The output was not something to use blindly. It still needed review, context and human judgement. But it gave a useful first structure — and showed how AI can help teams get started with unfamiliar code.
That was the shift: AI became less of an abstract topic and more of a tool he could test, question and improve.
The Reality Check.
“The toughest part was getting my project to run in a self-hosted environment.” — Ana Caroline Soares Silva
Applying AI in a real setup is rarely as simple as the demo suggests.
For Ana Caroline, one of the biggest challenges was getting her project to run in a self-hosted environment. That meant dealing not only with the tool itself, but also with infrastructure, access, dependencies and security requirements.
It made the project more realistic and showed what happens when a promising idea meets real technical constraints.

Why it matters.
“AI can save time on repetitive tasks, so teams can focus more on creative work.” — Ana Caroline Soares Silva
The project was not about proving that AI can solve documentation on its own.
Its value was more practical: AI can help with the first layer of orientation. It can reduce repetitive groundwork, create structure and help teams move faster when they face an unfamiliar codebase.
The output still needs review. Context still matters. People still make the decisions.
But if AI supports the first step, teams can spend more time on the work that needs human judgement.
Learning by doing
“The people are really friendly. I felt comfortable trying, failing and learning every day.” — Ana Caroline Soares Silva
For Ana Caroline and João Pedro, the internship was not only about AI. It was about learning how real project work happens.

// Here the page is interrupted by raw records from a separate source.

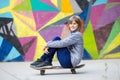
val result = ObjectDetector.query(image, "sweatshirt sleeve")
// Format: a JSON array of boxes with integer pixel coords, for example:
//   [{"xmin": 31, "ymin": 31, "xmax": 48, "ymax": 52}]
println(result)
[{"xmin": 47, "ymin": 34, "xmax": 80, "ymax": 48}]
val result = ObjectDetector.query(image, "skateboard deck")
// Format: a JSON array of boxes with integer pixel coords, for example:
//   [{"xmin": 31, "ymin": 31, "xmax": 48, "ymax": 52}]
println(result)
[{"xmin": 32, "ymin": 64, "xmax": 85, "ymax": 75}]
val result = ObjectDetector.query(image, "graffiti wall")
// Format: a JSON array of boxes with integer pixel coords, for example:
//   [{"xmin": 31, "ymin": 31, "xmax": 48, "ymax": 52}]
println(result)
[{"xmin": 0, "ymin": 0, "xmax": 120, "ymax": 61}]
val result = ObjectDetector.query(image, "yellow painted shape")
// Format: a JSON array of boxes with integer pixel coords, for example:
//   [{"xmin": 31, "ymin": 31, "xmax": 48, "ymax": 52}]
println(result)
[
  {"xmin": 40, "ymin": 12, "xmax": 73, "ymax": 30},
  {"xmin": 61, "ymin": 0, "xmax": 73, "ymax": 13},
  {"xmin": 102, "ymin": 33, "xmax": 120, "ymax": 54},
  {"xmin": 104, "ymin": 52, "xmax": 120, "ymax": 59},
  {"xmin": 14, "ymin": 11, "xmax": 36, "ymax": 31},
  {"xmin": 0, "ymin": 0, "xmax": 17, "ymax": 14}
]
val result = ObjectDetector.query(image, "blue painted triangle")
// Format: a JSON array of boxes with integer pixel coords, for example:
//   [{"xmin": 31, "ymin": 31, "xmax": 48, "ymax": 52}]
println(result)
[
  {"xmin": 4, "ymin": 47, "xmax": 20, "ymax": 61},
  {"xmin": 30, "ymin": 0, "xmax": 58, "ymax": 12}
]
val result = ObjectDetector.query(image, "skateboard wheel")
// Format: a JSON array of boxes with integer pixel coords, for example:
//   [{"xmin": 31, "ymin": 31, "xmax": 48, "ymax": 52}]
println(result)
[
  {"xmin": 40, "ymin": 70, "xmax": 45, "ymax": 75},
  {"xmin": 71, "ymin": 69, "xmax": 76, "ymax": 74}
]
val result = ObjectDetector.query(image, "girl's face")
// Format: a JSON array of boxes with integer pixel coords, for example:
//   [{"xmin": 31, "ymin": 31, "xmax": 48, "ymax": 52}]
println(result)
[{"xmin": 69, "ymin": 20, "xmax": 78, "ymax": 32}]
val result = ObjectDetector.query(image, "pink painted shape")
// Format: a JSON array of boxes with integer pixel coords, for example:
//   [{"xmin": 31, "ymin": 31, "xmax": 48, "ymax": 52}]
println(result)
[
  {"xmin": 108, "ymin": 0, "xmax": 120, "ymax": 3},
  {"xmin": 14, "ymin": 0, "xmax": 24, "ymax": 6},
  {"xmin": 19, "ymin": 37, "xmax": 37, "ymax": 61},
  {"xmin": 95, "ymin": 6, "xmax": 120, "ymax": 29},
  {"xmin": 40, "ymin": 0, "xmax": 56, "ymax": 8},
  {"xmin": 90, "ymin": 4, "xmax": 105, "ymax": 29},
  {"xmin": 25, "ymin": 39, "xmax": 37, "ymax": 61},
  {"xmin": 33, "ymin": 11, "xmax": 58, "ymax": 30}
]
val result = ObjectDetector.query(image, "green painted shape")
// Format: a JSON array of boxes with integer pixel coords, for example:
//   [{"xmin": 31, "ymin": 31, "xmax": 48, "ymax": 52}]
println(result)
[
  {"xmin": 105, "ymin": 2, "xmax": 120, "ymax": 9},
  {"xmin": 30, "ymin": 0, "xmax": 58, "ymax": 12},
  {"xmin": 83, "ymin": 21, "xmax": 98, "ymax": 59},
  {"xmin": 13, "ymin": 0, "xmax": 32, "ymax": 11},
  {"xmin": 100, "ymin": 17, "xmax": 120, "ymax": 57}
]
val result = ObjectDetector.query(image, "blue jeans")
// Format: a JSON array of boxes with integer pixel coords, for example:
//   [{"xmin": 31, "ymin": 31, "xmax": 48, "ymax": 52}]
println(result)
[{"xmin": 41, "ymin": 37, "xmax": 73, "ymax": 68}]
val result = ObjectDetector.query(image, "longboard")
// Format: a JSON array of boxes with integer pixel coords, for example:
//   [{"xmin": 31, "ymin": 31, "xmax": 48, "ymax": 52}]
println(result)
[{"xmin": 31, "ymin": 64, "xmax": 85, "ymax": 75}]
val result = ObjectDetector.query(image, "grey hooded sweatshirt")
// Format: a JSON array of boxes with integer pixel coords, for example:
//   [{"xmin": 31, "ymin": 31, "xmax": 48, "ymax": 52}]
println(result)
[{"xmin": 47, "ymin": 31, "xmax": 84, "ymax": 67}]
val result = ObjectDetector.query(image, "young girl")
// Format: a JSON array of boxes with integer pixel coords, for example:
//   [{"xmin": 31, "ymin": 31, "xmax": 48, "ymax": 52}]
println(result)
[{"xmin": 30, "ymin": 16, "xmax": 84, "ymax": 68}]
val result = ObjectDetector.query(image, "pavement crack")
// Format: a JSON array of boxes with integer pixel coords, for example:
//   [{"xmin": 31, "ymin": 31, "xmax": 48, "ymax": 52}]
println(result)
[{"xmin": 0, "ymin": 68, "xmax": 21, "ymax": 80}]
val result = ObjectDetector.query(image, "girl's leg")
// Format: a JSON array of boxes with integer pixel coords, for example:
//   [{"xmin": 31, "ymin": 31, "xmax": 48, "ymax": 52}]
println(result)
[{"xmin": 57, "ymin": 47, "xmax": 73, "ymax": 68}]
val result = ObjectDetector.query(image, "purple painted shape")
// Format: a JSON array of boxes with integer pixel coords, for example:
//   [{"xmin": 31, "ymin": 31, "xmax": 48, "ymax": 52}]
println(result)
[
  {"xmin": 108, "ymin": 0, "xmax": 120, "ymax": 3},
  {"xmin": 19, "ymin": 37, "xmax": 37, "ymax": 61},
  {"xmin": 33, "ymin": 11, "xmax": 58, "ymax": 30},
  {"xmin": 40, "ymin": 24, "xmax": 64, "ymax": 41},
  {"xmin": 95, "ymin": 6, "xmax": 120, "ymax": 30},
  {"xmin": 90, "ymin": 4, "xmax": 105, "ymax": 29},
  {"xmin": 41, "ymin": 0, "xmax": 56, "ymax": 8}
]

They tested ideas, compared approaches and worked through technical limits. Some things worked quickly. Others needed troubleshooting. That was the point.
The project gave them room to ask questions, try things out and learn from what did not work immediately. And that made the experience feel closer to real engineering work than a polished demo ever could.
This keeps the focus on the interns and avoids repeating the “don’t be afraid of AI” message too often.


What’s next?
“Go ahead, do what you have to do, and you will enjoy the process.” — João Pedro Nunes Ferreira
The internship did not end with all the answers. It ended with a better understanding of the questions.
What can AI take off a team’s plate? Where does human judgement become essential? And how do different approaches change what is possible?
For Ana Caroline and João Pedro, those questions became concrete through practice. They tested, adjusted, failed, learned and saw how AI can fit into real software work.
For Consulteer Portugal, the project opened a useful path: keep exploring AI where it meets actual project challenges.
That is what stayed after the summer: not a finished solution, but a clearer view of what could come next.